EnterpriseDB/repmgr

Issue re-cloning a standby after a major postgresql upgrade

Opened this issue · 0 comments

Environment:

  • repmgr 5.3.2
  • PostgreSQL 10.20 and PostgreSQL 14.5

Issue:
I recently ran into an issue re-cloning a standby while performing a major postgresql version upgrade (10 to 14). In my environment, I have one primary and two standbys.

The primary was upgraded successfully and, as a result, the installation's "system identifier" changed (as retrieved by: SELECT system_identifier FROM pg_catalog.pg_control_system(); ).

Moving on to the first standby, after successfully upgrading postgresql, I went to re-clone it from the now upgraded primary. Issuing repmgr standby clone --force failed with the following error:

ERROR: source node's system identifier does not match other nodes in the replication cluster
DETAIL: source node's system identifier is 7158597205441811171, replication cluster member "static-151-92"'s system identifier is 7065916388744459236

Note that "static-151-92" is the node name of my second not-yet-upgraded standby.

Looking at the repmgr logic that produces this error, I started reading the repmgr-action-standby.c#check_source_server() function and am wondering if there's an issue with it.
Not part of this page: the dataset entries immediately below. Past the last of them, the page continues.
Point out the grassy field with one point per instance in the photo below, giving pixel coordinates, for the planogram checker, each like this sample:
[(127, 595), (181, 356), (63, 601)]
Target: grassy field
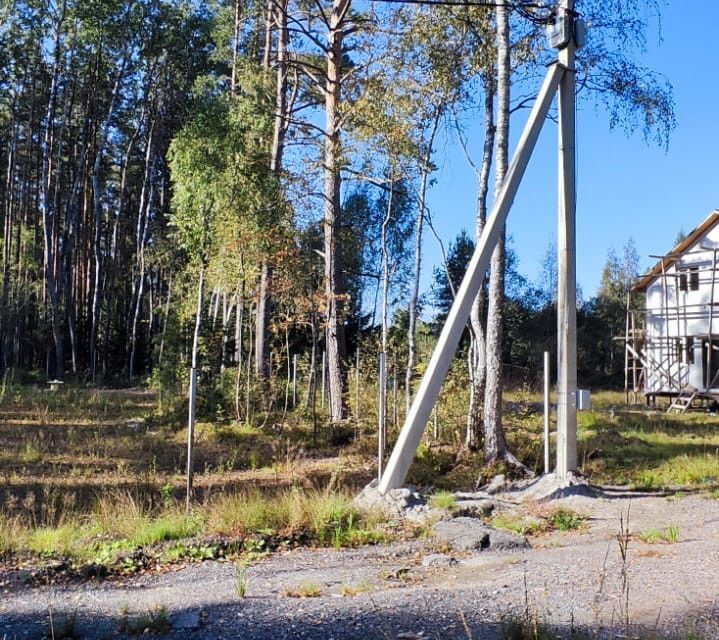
[(96, 478)]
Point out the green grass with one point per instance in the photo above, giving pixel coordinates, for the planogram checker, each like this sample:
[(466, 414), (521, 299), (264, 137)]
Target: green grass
[(120, 524), (565, 519), (443, 500), (521, 525), (669, 535), (306, 590)]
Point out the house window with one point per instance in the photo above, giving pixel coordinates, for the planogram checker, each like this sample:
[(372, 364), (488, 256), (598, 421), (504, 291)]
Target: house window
[(689, 279), (694, 278), (682, 282)]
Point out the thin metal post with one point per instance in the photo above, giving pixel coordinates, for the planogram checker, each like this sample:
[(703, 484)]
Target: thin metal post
[(429, 388), (710, 337), (547, 411), (324, 377), (357, 410), (381, 414), (395, 417), (566, 254), (191, 435)]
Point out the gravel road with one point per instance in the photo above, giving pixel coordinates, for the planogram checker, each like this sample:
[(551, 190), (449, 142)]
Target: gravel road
[(569, 580)]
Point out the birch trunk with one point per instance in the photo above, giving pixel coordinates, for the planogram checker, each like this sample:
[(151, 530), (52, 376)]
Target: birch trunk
[(477, 349), (495, 446), (417, 268), (334, 281), (97, 211), (47, 209)]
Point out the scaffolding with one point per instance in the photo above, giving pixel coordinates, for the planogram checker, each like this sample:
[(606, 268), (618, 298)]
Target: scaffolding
[(671, 348)]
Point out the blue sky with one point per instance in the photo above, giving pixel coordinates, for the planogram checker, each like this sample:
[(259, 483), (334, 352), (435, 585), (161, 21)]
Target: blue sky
[(626, 186)]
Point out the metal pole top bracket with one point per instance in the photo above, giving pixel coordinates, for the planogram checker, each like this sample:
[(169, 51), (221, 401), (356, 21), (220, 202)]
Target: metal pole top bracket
[(567, 26)]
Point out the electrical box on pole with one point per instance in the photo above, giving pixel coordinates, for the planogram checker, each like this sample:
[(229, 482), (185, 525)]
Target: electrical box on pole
[(565, 35)]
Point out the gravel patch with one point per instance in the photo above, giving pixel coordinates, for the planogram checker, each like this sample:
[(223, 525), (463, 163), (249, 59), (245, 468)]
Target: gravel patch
[(567, 579)]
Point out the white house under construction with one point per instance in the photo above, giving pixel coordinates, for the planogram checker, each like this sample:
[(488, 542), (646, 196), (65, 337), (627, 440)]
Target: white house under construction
[(673, 349)]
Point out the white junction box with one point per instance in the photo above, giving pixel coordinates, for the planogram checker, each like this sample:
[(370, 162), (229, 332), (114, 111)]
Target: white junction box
[(584, 400)]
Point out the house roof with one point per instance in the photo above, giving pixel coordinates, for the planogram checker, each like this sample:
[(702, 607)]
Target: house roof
[(709, 223)]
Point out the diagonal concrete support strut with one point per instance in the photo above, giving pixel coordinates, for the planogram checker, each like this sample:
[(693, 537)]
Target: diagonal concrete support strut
[(419, 413)]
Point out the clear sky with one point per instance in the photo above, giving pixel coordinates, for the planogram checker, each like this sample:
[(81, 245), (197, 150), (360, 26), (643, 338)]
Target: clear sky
[(626, 187)]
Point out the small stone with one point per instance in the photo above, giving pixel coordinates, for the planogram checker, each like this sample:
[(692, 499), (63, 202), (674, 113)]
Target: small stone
[(462, 534), (187, 620), (438, 560), (471, 534), (475, 508), (498, 483)]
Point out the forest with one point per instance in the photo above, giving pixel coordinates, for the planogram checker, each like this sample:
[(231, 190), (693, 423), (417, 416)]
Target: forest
[(240, 188)]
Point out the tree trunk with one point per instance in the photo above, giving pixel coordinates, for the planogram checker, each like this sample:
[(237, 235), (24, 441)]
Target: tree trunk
[(277, 18), (414, 295), (97, 211), (495, 445), (141, 237), (477, 350), (334, 280), (47, 209)]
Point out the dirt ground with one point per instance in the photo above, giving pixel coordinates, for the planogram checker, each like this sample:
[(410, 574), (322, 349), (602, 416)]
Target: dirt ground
[(570, 581)]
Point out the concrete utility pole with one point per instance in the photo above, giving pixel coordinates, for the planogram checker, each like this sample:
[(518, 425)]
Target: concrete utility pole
[(559, 75), (567, 258)]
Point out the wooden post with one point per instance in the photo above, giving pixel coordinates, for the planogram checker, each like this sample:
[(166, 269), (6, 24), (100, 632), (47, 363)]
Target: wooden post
[(381, 414)]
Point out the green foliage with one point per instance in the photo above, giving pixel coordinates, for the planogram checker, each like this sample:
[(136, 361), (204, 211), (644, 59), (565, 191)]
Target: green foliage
[(565, 519), (669, 535)]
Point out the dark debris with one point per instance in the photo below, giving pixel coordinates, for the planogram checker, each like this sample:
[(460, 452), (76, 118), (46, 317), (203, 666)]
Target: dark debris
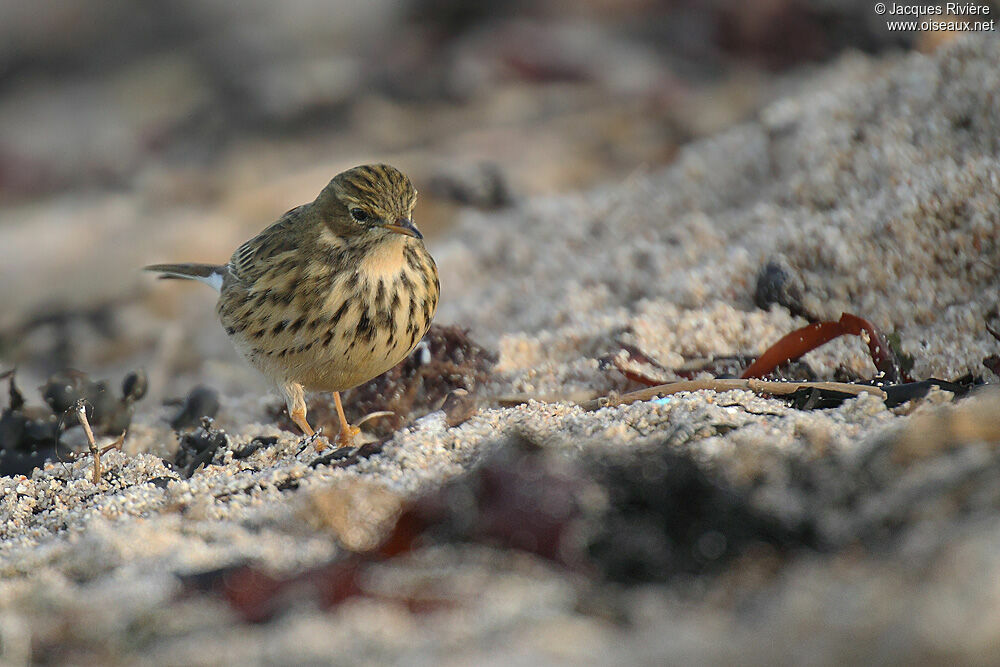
[(202, 402), (199, 447), (29, 435)]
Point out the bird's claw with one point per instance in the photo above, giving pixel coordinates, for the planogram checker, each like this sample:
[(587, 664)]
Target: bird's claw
[(311, 439), (347, 435)]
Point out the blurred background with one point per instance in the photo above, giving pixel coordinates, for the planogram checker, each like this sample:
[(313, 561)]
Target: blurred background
[(171, 131)]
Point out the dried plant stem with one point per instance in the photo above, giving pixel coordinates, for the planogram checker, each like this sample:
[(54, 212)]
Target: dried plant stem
[(756, 386), (81, 412)]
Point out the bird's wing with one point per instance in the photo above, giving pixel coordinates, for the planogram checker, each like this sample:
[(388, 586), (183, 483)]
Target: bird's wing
[(255, 257)]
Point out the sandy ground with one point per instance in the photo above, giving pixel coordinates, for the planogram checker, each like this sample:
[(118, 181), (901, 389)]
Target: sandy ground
[(877, 181)]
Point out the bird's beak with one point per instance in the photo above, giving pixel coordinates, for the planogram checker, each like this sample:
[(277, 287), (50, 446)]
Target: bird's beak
[(404, 226)]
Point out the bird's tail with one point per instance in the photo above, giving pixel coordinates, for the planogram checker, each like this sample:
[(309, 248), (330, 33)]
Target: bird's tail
[(210, 274)]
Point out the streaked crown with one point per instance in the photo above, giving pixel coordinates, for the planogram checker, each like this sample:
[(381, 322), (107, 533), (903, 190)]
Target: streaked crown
[(369, 194)]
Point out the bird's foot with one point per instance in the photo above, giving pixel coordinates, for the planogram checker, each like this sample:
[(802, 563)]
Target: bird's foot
[(347, 435), (315, 438)]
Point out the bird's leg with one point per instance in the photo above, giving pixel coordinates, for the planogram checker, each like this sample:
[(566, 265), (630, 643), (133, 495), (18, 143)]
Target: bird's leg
[(295, 400), (347, 432)]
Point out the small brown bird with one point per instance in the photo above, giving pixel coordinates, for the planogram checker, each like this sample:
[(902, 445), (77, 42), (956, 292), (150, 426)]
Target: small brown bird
[(333, 294)]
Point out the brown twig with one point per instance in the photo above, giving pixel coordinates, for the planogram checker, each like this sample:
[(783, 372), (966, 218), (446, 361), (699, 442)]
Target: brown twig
[(756, 386), (81, 413)]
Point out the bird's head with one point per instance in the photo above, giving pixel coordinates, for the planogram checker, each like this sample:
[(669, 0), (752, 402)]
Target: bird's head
[(371, 202)]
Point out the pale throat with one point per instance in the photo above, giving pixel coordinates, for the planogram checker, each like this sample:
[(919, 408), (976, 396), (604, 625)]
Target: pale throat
[(385, 260)]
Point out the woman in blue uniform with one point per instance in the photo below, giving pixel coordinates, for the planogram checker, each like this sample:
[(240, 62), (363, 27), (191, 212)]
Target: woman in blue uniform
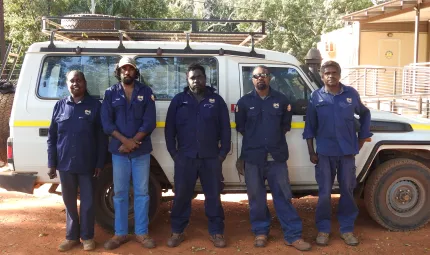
[(77, 148)]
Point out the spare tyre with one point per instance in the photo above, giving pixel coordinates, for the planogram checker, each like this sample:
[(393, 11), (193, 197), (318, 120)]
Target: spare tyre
[(92, 22), (6, 101)]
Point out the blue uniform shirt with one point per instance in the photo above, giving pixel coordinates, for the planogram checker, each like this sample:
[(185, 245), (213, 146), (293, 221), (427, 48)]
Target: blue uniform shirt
[(129, 118), (263, 124), (198, 129), (76, 142), (330, 119)]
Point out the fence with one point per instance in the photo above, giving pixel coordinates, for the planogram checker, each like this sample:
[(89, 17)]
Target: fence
[(403, 90)]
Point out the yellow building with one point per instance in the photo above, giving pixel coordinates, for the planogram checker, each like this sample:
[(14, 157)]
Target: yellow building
[(395, 33)]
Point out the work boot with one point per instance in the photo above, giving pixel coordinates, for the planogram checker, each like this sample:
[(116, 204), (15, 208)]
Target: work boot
[(89, 244), (349, 239), (260, 241), (300, 245), (115, 242), (67, 245), (175, 240), (218, 240), (322, 238), (146, 241)]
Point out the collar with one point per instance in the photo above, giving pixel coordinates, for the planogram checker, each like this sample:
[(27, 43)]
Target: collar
[(69, 99), (137, 85), (343, 88), (255, 94), (208, 91)]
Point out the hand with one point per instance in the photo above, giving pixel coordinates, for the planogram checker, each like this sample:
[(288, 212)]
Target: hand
[(131, 144), (52, 173), (314, 158), (361, 143), (97, 172), (122, 149)]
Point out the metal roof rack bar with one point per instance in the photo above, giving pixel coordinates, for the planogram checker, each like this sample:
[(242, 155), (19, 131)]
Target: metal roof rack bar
[(82, 28)]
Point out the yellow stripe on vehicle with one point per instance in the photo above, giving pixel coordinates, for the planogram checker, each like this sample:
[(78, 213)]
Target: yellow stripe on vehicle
[(162, 124), (420, 126)]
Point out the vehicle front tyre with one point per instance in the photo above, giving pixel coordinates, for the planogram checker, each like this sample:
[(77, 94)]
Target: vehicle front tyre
[(397, 194), (103, 201)]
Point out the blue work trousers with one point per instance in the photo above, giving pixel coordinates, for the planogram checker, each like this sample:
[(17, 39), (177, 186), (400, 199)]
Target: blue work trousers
[(78, 225), (325, 172), (187, 170), (137, 169), (276, 173)]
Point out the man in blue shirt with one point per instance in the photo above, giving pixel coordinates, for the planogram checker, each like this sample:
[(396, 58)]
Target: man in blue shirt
[(77, 148), (263, 117), (128, 116), (198, 136), (330, 120)]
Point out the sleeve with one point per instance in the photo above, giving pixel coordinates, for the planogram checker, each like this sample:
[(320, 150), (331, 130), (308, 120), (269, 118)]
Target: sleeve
[(52, 138), (311, 123), (240, 116), (170, 131), (287, 116), (149, 114), (101, 138), (225, 129), (107, 118), (364, 113)]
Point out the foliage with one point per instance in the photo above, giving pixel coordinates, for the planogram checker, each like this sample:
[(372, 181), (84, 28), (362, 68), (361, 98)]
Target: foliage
[(293, 26)]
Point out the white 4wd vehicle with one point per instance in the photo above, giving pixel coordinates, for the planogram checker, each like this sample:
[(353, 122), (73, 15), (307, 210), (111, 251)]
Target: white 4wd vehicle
[(392, 169)]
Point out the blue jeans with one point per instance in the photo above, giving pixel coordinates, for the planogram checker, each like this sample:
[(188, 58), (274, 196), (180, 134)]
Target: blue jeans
[(276, 174), (136, 168), (325, 172), (187, 170), (78, 225)]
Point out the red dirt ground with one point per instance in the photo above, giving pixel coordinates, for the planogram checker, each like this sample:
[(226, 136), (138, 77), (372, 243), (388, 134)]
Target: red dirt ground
[(35, 224)]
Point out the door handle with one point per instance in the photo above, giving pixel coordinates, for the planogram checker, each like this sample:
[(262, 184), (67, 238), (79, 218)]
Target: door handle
[(43, 132)]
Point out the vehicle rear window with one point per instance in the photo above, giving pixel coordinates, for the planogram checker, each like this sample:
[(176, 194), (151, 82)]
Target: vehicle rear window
[(167, 76), (98, 72)]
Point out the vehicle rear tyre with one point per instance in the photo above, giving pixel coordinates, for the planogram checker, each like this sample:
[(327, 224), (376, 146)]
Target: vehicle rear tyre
[(6, 101), (104, 207), (397, 194)]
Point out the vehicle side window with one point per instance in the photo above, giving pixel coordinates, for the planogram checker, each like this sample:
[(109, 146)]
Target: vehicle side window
[(286, 80), (167, 75), (98, 71)]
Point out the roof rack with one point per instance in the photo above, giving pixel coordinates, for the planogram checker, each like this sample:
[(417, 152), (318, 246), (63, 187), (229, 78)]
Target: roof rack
[(84, 27)]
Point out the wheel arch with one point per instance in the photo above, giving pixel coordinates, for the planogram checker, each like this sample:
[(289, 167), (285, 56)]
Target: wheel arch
[(386, 150)]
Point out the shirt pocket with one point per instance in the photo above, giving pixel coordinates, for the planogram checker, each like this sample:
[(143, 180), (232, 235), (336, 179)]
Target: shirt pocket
[(209, 111), (138, 109), (182, 114), (118, 106), (346, 111), (63, 122)]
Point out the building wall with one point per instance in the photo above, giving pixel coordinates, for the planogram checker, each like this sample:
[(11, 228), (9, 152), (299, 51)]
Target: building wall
[(341, 45), (378, 48)]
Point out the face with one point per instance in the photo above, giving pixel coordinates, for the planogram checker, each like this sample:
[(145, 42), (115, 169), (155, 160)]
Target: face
[(76, 84), (331, 76), (196, 81), (128, 73), (261, 78)]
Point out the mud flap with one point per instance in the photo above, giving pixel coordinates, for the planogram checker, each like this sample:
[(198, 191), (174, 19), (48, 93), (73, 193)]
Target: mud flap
[(11, 181)]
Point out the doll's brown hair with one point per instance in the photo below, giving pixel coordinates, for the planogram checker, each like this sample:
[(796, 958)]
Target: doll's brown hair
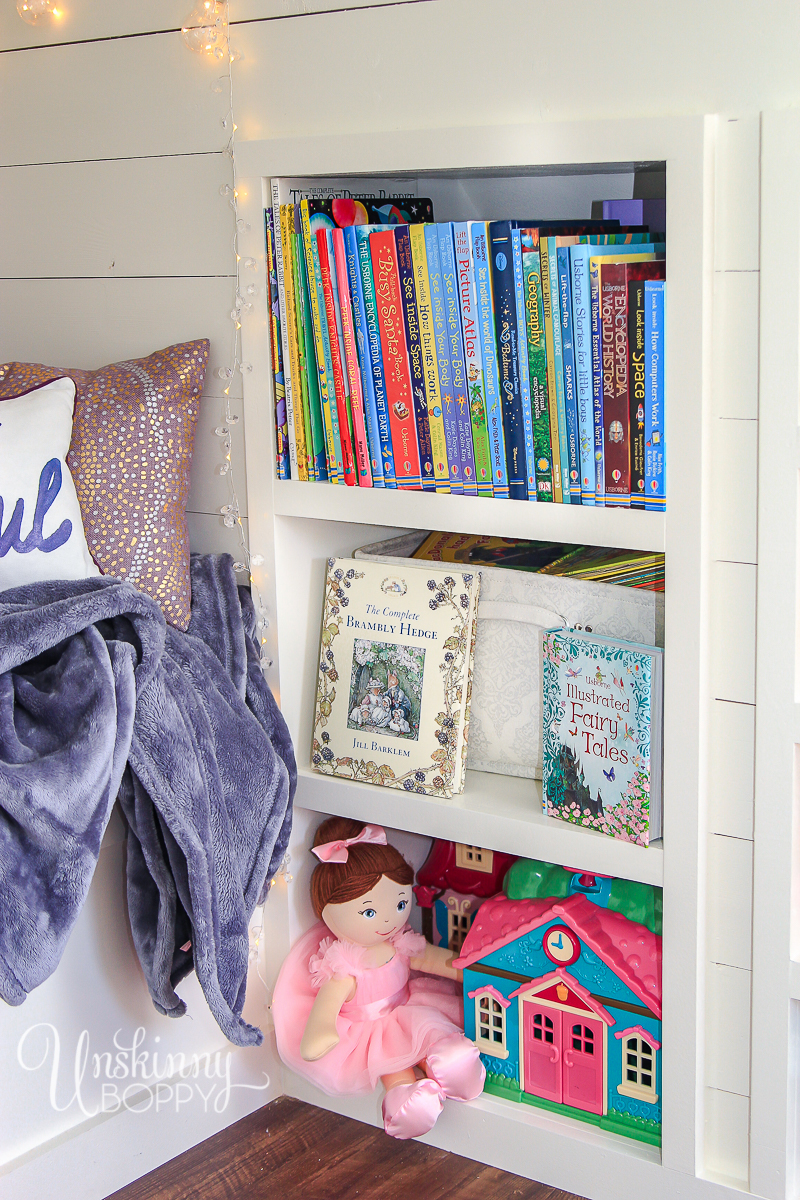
[(340, 882)]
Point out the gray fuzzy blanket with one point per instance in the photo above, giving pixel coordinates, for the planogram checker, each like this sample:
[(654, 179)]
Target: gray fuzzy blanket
[(98, 696)]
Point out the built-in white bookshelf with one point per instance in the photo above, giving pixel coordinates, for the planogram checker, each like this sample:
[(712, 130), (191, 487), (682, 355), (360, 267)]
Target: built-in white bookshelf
[(295, 526)]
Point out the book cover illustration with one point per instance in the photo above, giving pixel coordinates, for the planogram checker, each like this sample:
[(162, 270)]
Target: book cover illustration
[(601, 730), (473, 358), (395, 666)]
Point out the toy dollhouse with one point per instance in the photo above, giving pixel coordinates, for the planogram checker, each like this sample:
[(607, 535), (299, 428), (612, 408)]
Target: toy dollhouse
[(452, 883), (563, 996)]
I noticed that it calls get_all_node_records(...), which orders its results by the node_id column. This means that the behavior from this point forward, where it iterates through each node, is based on the arbitrary assignment of the each node's integer ID.

In my case, my nodes have these IDs:

ID    | Name          | Role
------+---------------+---------
610   | static-151-91 | standby
1796  | static-151-92 | standby
5015  | static-151-90 | primary

Since "static-151-91" is the one being upgraded, the connection check to it fails and the loop continues moving onto inspecting "static-151-92". Since "static-151-92" has not yet been upgraded, that machine's "system identifier" does not match that of the upgraded primary which causes the if (source_system_identifier != test_system_identifier) check to pass and the clone to ultimately fail.

This behavior is strange to me because if, by chance, my node IDs had been assigned such that they looked like this instead:

ID    | Name          | Role
------+---------------+---------
610   | static-151-91 | standby
1000  | static-151-90 | primary
1796  | static-151-92 | standby

Then "static-151-90" would have been inspected and the "system identifier" would obviously match in that case (seeing as it would be both the source_system_identifier and the test_system_identifier). I confirmed that this is indeed the behavior and my standby clone succeeds.

I'm making this post because it's not clear to me what the right course-of-action is and am hoping to discuss. Thanks!